Mistakes can actually render your will invalid, leaving a new set of problems to be solved by those you actually wanted to protect. This alone is reason enough to consult a lawyer with an extensive background in estate planning. When a will is declared invalid, the state makes all the decisions about your estate, deciding everything from who has custody of minor children to how assets are divided. If this occurs, the wishes you expressed in your will may or may not have a lot of bearing on what actually happens. A valid but unclear will may be worse, possible leaving family members in court with differing interpretations of what it says.
Beyond that, there are taxes and other aspects of estate planning that cookie-cutter documents just can’t address. A lawyer can help you protect your estate from unnecessary taxation. He or she can also take into consideration assets such as life insurance, annuities, and qualified plans, making sure they work with your will and your estate plan as you intended.
If you have married more than once, have stepchildren, own a business, want to support charities, have a disabled dependent or any one of a whole range of unique situations, standard documents as well as general document preparation services could be doing you and your heirs a serious disservice.
Go to a lawyer for your will. Talk to him in depth so he can draw up a will that accurately reflects your wants and desires. Then keep that will current. Anytime you move to another state, buy or sell property, or have changes in your family structure it could be time for changes in your will as well.

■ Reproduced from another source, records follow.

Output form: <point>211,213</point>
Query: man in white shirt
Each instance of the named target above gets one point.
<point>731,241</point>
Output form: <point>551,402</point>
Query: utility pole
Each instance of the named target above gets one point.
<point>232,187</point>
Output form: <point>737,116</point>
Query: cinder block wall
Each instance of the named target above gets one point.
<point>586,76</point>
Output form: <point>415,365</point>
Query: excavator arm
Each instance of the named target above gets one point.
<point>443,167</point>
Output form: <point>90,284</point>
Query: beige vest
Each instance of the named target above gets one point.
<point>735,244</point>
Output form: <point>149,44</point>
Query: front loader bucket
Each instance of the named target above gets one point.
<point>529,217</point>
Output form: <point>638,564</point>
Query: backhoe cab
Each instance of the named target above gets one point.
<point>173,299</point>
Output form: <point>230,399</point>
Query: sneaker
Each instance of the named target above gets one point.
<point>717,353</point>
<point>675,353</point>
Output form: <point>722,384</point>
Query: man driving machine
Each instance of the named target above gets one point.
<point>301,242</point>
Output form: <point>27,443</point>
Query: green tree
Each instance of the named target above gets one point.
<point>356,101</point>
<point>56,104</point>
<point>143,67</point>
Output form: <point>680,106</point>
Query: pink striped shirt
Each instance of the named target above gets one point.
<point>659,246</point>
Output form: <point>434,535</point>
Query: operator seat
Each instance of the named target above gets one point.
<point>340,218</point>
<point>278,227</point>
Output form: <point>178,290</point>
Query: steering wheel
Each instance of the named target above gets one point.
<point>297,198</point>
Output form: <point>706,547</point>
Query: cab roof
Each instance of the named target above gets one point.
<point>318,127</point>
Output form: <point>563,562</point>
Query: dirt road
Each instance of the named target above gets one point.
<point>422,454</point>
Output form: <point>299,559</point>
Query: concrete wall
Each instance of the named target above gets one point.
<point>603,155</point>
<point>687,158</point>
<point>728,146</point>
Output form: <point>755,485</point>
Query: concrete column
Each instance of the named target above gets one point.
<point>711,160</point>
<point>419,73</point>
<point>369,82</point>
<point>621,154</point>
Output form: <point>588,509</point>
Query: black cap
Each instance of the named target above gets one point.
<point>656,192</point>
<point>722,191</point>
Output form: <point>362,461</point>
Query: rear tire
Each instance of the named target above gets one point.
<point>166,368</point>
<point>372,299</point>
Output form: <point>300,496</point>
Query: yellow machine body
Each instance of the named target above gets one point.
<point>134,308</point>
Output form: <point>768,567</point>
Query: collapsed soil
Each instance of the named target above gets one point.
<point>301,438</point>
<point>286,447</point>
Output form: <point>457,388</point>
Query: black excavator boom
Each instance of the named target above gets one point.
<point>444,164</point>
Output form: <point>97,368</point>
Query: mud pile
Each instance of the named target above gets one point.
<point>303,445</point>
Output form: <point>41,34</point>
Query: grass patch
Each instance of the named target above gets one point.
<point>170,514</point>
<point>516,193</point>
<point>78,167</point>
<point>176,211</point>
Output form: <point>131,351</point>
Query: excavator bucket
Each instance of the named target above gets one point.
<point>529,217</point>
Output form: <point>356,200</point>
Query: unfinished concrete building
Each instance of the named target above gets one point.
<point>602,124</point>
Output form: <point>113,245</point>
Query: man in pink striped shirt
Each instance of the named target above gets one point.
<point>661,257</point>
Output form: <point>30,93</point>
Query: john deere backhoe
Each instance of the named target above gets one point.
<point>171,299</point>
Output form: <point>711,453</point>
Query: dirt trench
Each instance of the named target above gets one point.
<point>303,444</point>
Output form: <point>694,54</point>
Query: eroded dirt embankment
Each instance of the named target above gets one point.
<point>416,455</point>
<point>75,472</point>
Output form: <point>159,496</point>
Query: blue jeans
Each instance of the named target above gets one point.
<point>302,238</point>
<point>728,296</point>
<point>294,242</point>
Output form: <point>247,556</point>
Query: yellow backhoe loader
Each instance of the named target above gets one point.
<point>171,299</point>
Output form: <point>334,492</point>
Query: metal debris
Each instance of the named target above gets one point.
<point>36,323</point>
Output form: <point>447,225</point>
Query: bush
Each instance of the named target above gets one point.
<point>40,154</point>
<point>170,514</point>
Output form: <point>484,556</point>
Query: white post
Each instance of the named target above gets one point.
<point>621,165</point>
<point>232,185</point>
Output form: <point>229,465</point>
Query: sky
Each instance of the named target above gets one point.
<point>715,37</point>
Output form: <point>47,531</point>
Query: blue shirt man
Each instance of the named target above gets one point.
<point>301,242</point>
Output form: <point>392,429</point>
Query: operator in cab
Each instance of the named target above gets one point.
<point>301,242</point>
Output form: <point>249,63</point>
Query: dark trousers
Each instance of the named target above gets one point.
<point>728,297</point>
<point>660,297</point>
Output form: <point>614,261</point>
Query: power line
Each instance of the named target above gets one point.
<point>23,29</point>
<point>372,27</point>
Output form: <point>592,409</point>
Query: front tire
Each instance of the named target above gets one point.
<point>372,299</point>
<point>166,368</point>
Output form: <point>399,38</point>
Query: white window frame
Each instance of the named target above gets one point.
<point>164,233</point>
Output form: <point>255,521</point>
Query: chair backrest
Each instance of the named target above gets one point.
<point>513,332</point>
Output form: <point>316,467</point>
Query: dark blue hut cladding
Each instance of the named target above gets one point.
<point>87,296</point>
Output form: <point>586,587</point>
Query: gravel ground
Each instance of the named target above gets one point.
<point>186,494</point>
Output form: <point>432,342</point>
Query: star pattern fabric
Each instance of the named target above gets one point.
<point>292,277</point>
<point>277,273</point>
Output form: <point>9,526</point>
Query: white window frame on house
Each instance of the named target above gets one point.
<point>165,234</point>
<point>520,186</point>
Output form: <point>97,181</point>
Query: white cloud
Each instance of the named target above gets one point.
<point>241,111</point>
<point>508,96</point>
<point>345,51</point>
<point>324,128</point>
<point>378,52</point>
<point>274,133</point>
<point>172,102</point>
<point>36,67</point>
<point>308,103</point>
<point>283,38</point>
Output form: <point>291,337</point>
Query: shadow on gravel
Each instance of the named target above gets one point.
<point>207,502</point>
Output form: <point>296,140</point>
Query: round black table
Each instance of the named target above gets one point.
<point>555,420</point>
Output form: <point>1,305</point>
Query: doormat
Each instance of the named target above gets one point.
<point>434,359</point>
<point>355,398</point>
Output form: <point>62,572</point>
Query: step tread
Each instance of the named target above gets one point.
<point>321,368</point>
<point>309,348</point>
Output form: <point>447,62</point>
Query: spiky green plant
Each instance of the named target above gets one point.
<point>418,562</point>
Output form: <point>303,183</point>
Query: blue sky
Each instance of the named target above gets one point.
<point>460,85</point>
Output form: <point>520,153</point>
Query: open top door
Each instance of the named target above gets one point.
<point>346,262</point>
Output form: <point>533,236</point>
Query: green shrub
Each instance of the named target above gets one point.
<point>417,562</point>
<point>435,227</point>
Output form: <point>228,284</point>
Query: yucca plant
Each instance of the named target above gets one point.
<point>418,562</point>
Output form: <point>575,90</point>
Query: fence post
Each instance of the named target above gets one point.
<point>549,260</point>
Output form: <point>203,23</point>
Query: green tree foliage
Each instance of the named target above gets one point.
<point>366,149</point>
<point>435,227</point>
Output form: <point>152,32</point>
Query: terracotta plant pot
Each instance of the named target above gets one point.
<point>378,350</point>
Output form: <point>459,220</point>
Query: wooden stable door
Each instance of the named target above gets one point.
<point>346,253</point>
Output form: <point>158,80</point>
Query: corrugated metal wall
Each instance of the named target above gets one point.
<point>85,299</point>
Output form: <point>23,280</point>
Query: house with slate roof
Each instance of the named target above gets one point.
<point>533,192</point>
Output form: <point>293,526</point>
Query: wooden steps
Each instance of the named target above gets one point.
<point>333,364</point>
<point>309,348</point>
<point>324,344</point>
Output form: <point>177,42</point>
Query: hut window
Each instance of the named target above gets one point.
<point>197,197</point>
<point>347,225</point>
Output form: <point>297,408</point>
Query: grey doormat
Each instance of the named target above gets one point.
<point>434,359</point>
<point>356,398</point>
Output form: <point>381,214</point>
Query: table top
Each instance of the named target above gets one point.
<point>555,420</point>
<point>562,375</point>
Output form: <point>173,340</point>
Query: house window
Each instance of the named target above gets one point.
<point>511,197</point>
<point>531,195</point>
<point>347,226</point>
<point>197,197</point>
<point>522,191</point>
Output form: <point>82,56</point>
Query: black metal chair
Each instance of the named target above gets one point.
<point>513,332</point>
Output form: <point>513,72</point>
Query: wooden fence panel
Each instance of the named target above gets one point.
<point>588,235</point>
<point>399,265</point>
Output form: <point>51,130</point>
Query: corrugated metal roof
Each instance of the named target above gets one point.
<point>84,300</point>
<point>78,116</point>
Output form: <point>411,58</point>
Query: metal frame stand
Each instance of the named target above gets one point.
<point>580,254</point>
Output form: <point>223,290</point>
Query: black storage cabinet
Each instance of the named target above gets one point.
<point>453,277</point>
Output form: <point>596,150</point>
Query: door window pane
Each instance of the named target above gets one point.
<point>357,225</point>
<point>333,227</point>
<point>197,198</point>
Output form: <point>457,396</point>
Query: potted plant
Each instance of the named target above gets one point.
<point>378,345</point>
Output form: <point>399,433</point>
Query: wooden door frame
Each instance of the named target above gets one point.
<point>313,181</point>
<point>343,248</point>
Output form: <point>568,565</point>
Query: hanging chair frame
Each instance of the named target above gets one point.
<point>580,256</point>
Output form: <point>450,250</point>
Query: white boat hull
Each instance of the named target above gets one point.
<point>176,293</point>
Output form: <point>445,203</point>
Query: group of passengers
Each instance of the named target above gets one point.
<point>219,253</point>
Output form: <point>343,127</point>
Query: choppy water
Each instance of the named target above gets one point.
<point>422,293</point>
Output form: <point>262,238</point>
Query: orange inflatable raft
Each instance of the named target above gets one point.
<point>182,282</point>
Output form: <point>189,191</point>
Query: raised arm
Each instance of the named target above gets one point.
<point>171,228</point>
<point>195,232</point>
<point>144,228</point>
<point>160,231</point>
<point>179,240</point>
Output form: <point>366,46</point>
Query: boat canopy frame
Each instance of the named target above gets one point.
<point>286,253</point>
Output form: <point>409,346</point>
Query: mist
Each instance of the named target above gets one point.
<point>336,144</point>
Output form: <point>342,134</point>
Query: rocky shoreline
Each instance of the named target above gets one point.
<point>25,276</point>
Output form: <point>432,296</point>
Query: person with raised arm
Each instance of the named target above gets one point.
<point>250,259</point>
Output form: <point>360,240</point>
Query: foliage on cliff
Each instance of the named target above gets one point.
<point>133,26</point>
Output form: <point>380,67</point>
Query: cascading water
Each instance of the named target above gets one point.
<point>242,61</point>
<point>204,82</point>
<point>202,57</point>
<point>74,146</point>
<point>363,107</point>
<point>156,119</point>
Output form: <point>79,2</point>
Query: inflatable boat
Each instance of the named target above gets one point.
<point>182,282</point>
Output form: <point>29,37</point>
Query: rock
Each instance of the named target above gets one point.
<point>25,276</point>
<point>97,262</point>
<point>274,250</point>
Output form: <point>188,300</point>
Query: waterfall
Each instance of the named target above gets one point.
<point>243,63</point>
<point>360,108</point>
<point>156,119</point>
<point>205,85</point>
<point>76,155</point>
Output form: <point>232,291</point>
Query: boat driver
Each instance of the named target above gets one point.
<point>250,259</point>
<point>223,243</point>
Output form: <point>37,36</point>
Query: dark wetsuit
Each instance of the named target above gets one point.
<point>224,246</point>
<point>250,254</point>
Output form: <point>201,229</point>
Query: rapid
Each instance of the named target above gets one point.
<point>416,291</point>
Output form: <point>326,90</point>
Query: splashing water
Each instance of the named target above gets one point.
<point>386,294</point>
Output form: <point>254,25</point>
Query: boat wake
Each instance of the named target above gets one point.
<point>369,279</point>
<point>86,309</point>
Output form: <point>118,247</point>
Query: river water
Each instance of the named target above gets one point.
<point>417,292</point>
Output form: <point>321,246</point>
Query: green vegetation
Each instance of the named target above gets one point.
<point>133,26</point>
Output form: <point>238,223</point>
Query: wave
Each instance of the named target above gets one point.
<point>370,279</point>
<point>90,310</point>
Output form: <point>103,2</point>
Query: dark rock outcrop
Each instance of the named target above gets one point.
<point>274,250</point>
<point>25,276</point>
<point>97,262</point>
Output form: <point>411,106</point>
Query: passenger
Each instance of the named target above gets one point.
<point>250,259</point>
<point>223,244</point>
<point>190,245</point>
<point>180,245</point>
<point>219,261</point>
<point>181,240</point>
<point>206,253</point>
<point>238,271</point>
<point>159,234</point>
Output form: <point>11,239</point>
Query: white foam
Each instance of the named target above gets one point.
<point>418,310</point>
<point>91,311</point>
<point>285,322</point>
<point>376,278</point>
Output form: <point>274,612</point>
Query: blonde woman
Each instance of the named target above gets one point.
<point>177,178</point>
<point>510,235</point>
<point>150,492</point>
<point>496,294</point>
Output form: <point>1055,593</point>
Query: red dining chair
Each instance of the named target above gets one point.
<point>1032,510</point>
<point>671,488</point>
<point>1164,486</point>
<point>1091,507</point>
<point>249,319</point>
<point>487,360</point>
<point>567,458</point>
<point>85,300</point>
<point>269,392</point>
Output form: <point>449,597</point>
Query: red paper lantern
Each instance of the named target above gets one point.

Dana’s Take It’s important to get the right lawyer for your will and estate planning needs, one with experience in this field. If you cut corners, your surviving family will pay the price.
Settling an estate takes a long time – when the planning is flawless. Cut corners and the cost in time and money to your family may eat up the benefit you intended to provide.
Before you meet with your lawyer you might draw up a list of questions to ask, as well as an outline of how you want your assets divided. After all, lawyers typically bill by the hour, so being prepared could save you money.
Find someone with experience in estate planning, and involve your financial planner or accountant in the process. That way you can be sure that all the professionals who are working on your behalf are also working in concert.
Ray Brandon is a certified financial planner and CEO of Brandon Financial Planning (www.brandonplanning.com). His wife, Dana, has a bachelor’s degree in finance and is a licensed clinical social worker. Contact Ray Brandon at email@example.com.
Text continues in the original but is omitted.